Liberalisieren und kriminalisieren

Diese Widersprüchlichkeit zeigt sich sowohl im öffentlichen Diskurs als auch im Bereich der sozialen Kontrolle und Strafverfolgung: Während verschiedene Ansätze einer Liberalisierung der Drogenpolitik zu beobachten sind, nimmt gleichzeitig auch die Repression zu.

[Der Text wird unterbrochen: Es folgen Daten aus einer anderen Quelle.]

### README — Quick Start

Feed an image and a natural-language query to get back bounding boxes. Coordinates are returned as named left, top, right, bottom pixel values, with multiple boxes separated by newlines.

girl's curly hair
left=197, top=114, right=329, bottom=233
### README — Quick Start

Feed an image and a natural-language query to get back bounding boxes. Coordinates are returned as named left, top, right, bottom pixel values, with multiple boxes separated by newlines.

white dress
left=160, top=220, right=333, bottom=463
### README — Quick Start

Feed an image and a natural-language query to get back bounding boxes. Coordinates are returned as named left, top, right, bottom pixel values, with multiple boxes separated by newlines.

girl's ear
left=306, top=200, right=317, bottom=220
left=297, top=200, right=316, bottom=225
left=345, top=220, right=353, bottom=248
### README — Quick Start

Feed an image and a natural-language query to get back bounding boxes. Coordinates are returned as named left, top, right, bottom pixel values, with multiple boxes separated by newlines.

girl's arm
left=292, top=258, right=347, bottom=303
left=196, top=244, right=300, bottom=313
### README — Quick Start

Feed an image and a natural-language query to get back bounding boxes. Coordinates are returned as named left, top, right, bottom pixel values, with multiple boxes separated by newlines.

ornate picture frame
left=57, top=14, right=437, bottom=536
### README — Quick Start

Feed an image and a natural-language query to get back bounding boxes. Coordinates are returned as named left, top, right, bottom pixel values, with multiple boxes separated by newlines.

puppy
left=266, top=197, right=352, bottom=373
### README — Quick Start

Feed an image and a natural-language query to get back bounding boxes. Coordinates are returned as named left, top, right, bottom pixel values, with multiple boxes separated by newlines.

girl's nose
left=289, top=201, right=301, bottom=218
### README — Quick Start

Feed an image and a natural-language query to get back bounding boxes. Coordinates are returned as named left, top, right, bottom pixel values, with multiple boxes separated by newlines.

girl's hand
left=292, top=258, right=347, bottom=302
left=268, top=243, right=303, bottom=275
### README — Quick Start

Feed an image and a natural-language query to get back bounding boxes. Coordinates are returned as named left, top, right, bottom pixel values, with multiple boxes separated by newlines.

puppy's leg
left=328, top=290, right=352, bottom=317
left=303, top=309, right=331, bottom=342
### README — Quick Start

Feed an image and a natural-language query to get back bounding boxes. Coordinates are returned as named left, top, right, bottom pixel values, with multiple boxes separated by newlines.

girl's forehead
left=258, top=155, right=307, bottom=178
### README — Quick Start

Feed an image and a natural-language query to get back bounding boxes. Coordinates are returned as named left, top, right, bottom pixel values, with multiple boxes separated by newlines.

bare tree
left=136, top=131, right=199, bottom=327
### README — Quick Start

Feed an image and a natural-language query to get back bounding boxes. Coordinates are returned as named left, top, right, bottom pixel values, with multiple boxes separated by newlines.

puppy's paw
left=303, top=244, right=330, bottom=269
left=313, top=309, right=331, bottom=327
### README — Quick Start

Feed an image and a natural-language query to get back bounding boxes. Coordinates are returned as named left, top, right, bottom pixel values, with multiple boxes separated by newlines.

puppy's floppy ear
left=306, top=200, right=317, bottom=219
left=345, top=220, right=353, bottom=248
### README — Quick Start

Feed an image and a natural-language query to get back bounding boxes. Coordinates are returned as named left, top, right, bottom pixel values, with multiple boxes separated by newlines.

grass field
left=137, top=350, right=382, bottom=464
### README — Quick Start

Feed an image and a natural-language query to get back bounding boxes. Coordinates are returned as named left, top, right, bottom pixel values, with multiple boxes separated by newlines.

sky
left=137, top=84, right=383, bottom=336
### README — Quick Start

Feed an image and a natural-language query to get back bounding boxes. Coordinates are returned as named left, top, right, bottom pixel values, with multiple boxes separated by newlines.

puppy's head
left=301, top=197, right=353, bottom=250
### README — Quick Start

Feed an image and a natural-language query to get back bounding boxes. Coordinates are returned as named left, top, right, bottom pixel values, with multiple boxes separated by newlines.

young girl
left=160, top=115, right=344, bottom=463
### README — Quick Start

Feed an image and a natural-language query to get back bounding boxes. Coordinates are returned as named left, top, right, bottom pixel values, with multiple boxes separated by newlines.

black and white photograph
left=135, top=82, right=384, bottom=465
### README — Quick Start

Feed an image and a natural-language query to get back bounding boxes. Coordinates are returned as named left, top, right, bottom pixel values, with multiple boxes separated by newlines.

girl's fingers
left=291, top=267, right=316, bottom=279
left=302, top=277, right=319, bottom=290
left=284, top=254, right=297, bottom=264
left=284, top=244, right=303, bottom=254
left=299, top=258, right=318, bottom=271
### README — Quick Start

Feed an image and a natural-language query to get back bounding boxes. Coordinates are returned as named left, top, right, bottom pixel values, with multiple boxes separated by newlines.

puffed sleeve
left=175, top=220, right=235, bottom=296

Die liberalere, aufgeklärtere Einstellung zeigt sich etwa darin, dass heute niemand mehr eine ganze Generation kiffender, debiler FrührentnerInnen befürchtet,2 sondern vielmehr die Erprobung von Cannabis als Medizin sowie seine Legalisierung auf der drogenpolitischen Agenda stehen. Selbst Terminator Schwarzenegger stellte entsprechende Forderungen während seines Wahlkampfes in Kalifornien auf; die Schweiz, Belgien, Spanien oder auch Kanada nähern sich zumindest bei Cannabis vorsichtig aber sukzessive holländischen Verhältnissen an - mit partiellen Rückschlägen. In Deutschland wird, wie 1994 vom Bundesverfassungsgericht gefordert, bei geringen Mengen (je nach Bundesland) weitgehend auf Strafverfolgung verzicht, die Bevölkerung im Allgemeinen wird toleranter gegenüber "haschischrauchenden Studenten,"3 und in den Medien nehmen die Berichte, die implizit eine Entkriminalisierung fordern, tendenziell zu. Selbst bei den so genannten harten Drogen zeigen sich vermeintliche Lockerungen: weder Fixerräume noch eine kontrollierte Heroinabgabe wären vor einigen Jahren denkbar gewesen.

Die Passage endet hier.